By Pedro Gomez he was conducted to the stately mansion of Don Alvaro, and delivered over to the tender care of Donna Catalina, whose softest sympathies were awakened when the young officer was brought back to her scarcely able to speak, and his gay uniform covered with blood, for he had lost a great quantity, owing to the hasty manner in which his namesake the surgeon had bound up the wound. Add to this, that he was a handsome youth,—a soldier who had come to fight for Spain, and had but yesternight rescued her brother from death: the young lady's interest, gratitude, and pity were all enlisted in his favour. Her large dark eyes sparkled with mingled sorrow and pleasure when she beheld him,—sorrow at the pain he suffered, and pleasure at the happiness of being his nurse and enjoying his society in a mansion of which she was absolute mistress, and where there was no old maiden aunt or duenna to be a spy upon her, or overruler of her movements; and as for the scandal of Merida, or quizzing of her female companions, she was resolved not to care a straw,—she was above the reach of either. Her uncle, the Prior of San Juan, resided in the mansion, but the worthy old padre was so enlarged in circumference by ease and good living, and so crippled by the gout, that he never moved further than from his bed to the well-bolstered chair in which he sat all day, and from the chair back to bed again, and no one ever entered his room save old Dame Agnes, (already mentioned,) who alone seemed to possess the power of pleasing him; consequently he was never seen by the other inhabitants of the house, any more than if he did not exist.

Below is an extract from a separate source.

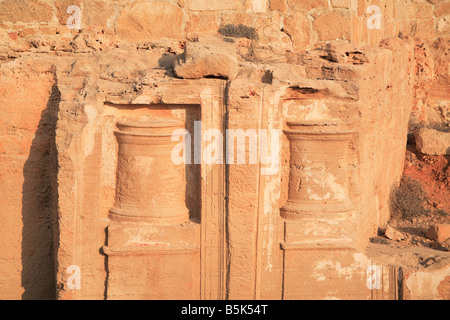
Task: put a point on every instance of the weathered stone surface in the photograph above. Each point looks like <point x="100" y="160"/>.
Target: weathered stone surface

We will pass over the account of the bone-setting by the Padre Mendizabal, the famous medical practitioner in Merida, who nearly drove Ronald mad by an oration on different sorts of fractures, simple and compound, and the different treatment requisite for the cure of various gun-shot wounds, before his arm was splinted and bandaged up. Weak and exhausted from the loss of blood, and his head buzzing with Mendizabal's discourse, right glad was Ronald when he found himself in a comfortable and splendid couch,—Catalina's own, which she had resigned for his use as the best in the house,—with its curtains drawn round for the night; and he forgot, in a dreamy and uneasy slumber, the exciting passages of the last few days, the danger of his wound, and the sunny eyes of the donna.
The tolling bells of a neighbouring steeple awakened him early next morning, and brought his mind back to the world, and a long chain of disagreeable thoughts.